The 18-month mark is pretty significant for me because, as I recall, this is when it all went bad the first time around. Here's an excerpt from the journal I kept during Lukas and Jasper's toddlerhood:


This is really hard. It was seeming like as the boys got older, the twin aspect of their existence got easier and easier. They started playing together, entertaining each other. . . they could walk and communicate their needs. We were doing great.

And now we're just about at the 18-month mark and we are just DROWNING. I feel like it was easier when they were newborns. They still play together, but they fight together too. If we don't have two of any given toy, I'd rather not have one at all. I am just so exhausted. They can make mischief together so quickly (four little hands pulling everything out of a drawer, faster than my two hands can put it all back in). There is so much jealousy all the time. I feel I cannot possibly meet their needs. They want to nurse all the time, all the time, all the time.

They are still not sleeping through the night (they wake 3-4 times each)--although they are nightweaned now--and I think the sleep deprivation is really starting to get to me. I don't have the patience I want to have.
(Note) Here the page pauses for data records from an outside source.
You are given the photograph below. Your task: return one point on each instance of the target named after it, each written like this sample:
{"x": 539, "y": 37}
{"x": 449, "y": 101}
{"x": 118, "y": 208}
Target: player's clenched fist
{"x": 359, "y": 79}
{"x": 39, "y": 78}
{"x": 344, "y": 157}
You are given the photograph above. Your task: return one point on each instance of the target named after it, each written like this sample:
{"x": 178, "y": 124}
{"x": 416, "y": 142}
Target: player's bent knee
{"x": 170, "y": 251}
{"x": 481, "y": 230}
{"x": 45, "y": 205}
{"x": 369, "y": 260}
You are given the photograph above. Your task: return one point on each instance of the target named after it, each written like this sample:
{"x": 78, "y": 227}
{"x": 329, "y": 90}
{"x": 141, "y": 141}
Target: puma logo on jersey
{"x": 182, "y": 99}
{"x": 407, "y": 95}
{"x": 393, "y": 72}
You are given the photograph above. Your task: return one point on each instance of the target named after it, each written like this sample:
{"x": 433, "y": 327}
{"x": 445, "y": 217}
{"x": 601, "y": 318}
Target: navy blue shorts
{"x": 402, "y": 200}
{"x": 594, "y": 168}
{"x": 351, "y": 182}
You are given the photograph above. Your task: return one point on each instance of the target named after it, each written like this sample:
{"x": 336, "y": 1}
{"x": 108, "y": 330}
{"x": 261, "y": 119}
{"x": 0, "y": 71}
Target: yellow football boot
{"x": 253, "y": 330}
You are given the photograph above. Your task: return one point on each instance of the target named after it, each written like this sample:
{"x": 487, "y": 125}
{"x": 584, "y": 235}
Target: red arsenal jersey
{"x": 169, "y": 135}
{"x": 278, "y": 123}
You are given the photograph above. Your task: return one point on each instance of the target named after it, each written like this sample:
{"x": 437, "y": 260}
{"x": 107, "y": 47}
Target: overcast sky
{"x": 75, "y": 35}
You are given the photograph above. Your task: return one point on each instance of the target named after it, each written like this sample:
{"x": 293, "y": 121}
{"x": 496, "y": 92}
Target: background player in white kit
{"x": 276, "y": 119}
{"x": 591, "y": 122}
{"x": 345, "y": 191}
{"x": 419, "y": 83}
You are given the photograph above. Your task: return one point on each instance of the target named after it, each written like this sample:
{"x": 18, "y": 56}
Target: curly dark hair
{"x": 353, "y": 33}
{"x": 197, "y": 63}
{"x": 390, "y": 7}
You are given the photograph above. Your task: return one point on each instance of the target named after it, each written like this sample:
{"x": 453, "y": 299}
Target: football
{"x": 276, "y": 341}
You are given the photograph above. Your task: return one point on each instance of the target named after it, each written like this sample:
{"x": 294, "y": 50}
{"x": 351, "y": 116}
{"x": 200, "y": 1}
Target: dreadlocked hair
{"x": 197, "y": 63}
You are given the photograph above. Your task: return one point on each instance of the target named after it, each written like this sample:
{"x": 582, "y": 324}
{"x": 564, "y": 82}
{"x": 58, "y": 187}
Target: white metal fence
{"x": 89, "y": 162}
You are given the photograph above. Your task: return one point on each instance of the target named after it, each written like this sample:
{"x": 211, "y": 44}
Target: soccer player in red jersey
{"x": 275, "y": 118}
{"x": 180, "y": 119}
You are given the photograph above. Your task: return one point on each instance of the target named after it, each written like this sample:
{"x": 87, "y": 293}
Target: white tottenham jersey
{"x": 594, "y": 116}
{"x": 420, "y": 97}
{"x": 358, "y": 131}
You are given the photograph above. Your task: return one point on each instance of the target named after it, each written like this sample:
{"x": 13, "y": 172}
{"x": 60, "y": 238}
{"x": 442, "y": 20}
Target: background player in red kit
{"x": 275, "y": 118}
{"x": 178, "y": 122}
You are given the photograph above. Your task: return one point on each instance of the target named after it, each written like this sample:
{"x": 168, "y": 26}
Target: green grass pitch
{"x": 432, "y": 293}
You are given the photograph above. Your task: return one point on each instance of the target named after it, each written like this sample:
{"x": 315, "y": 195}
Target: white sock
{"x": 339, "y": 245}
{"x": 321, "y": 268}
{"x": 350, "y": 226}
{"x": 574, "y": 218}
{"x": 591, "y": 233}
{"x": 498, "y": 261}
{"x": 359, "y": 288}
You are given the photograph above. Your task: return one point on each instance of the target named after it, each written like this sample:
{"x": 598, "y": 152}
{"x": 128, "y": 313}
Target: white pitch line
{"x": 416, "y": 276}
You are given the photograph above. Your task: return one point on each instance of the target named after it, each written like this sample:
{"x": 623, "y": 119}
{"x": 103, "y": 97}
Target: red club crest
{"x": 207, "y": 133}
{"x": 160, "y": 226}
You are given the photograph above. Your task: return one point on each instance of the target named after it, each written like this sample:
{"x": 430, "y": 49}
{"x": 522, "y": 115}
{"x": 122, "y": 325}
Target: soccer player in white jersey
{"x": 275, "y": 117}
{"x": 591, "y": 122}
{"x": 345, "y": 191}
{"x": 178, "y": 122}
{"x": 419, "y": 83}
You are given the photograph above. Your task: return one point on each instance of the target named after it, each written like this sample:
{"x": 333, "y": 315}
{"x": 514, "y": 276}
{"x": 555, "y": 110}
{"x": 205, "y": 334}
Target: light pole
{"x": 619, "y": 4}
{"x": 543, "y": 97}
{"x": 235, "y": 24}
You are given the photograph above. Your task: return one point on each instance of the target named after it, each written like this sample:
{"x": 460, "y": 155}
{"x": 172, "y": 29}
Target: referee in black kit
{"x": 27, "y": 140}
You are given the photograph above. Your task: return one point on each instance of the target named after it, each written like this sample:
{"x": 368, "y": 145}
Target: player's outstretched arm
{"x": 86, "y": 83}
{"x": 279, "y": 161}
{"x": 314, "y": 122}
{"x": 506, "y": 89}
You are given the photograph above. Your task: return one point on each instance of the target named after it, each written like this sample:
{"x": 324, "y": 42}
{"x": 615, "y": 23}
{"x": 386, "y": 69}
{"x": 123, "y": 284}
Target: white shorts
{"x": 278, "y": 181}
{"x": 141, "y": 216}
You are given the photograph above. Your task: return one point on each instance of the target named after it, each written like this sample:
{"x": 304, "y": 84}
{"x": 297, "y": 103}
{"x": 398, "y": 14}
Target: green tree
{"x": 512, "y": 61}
Of course there are still sweet and wonderful moments, and my boys obviously care about each other very much (they call each other "Duke" and "Jas"), but I am finding myself in that state of wishing I didn't have twins more and more and more (this does not mean that I wish I didn't have my children, just that they had been born one at a time).

I admit that I am a bit scarred from that time in my life. The whole thing of it was just so unexpected; I still thought that mothering would just get easier and easier as the kids got older, and then had the rude awakening at 18 months, and realized that there was no truth to that at all. I really have to search hard to find happy memories from that section of Luke and Jaz's development (in keeping with their insane status, they managed to break our film camera, our digital camera and our video camera all right at about 18 months, so we have no documentation of the months of misery). So there's part of me that's been sort of dreading going through this stage again with Zeben.

But, of course, it's completely different this time. Some parts are actually remarkably the same. Like the totally unreasonable tantrums and random meltdowns and ear-piercing screaming stints. The times when Zeben yells at me to pick him up and then arches out of my arms only to demand that I pick him up again . . . it's definitely familiar. BUT--and it's a really big but--there's only one of him. Instead of spending my days managing the relationship of two one-year-olds, I spend my days (while Luke and Jaz are at preschool), in total bliss with my one one-year-old. We've been going on a lot of long bike rides, with Zeb in the seat on the front of my bike. We've been spending a lot of time playing at the parks, and just sitting, watching birds. Life is calm when it's just Zeb and me, despite his 18-month-old state of disequilibrium. I have no trouble meeting all of his needs, and I love being able to meet them so entirely. And he is learning new things (words, mostly) everyday, and it's really quite fascinating to witness his rapid development right now.

I think the other part of the difference the second time around is just that we've done this before. I know how fleeting this stage is, I know that really, Zeben is still a baby, and I know that I will miss this part when he's 3 and doesn't need me the way he does now. He nurses all the time, he empties drawers, he doesn't come close to sleeping through the night, but I just feel so much more Zen about it all. Mothering Zeben still feels easy breezy compared to mothering my five-year-olds, and I'm guessing that this is a trend that will continue throughout Zeben's childhood.

Here I am, with one-and-a-half-year-old Luke and Jaz, tandem nursing standing up. Looks totally peaceful, right? I think I did sort of enjoy the craziness of it all.


And here I am with my current one-and-a-half-year-old nursling. So much simpler. . . But wait, what are those hands doing on my shoulder?

I remember being so excited to have just one baby, and everyone reminding me, "well, but you'll still have your twins even if you have only one baby." And thank goodness I still have my twins. And, yes, they do still make things a little crazy. But, compared to nursing two toddlers while standing up, nursing one toddler with a 5-year-old strapped to my back is a piece of cake.

Lukas needed some time in the Ergo after a sandbox incident, and Zeben needed to nurse. This is multitasking at its finest (note that I am not only nursing a toddler while wearing a five-year-old, I am taking the picture too!). My one wish for the rest of Zeben's toddlerhood is that I am able to keep my current perspective and enjoy him through all the crazy moments to come.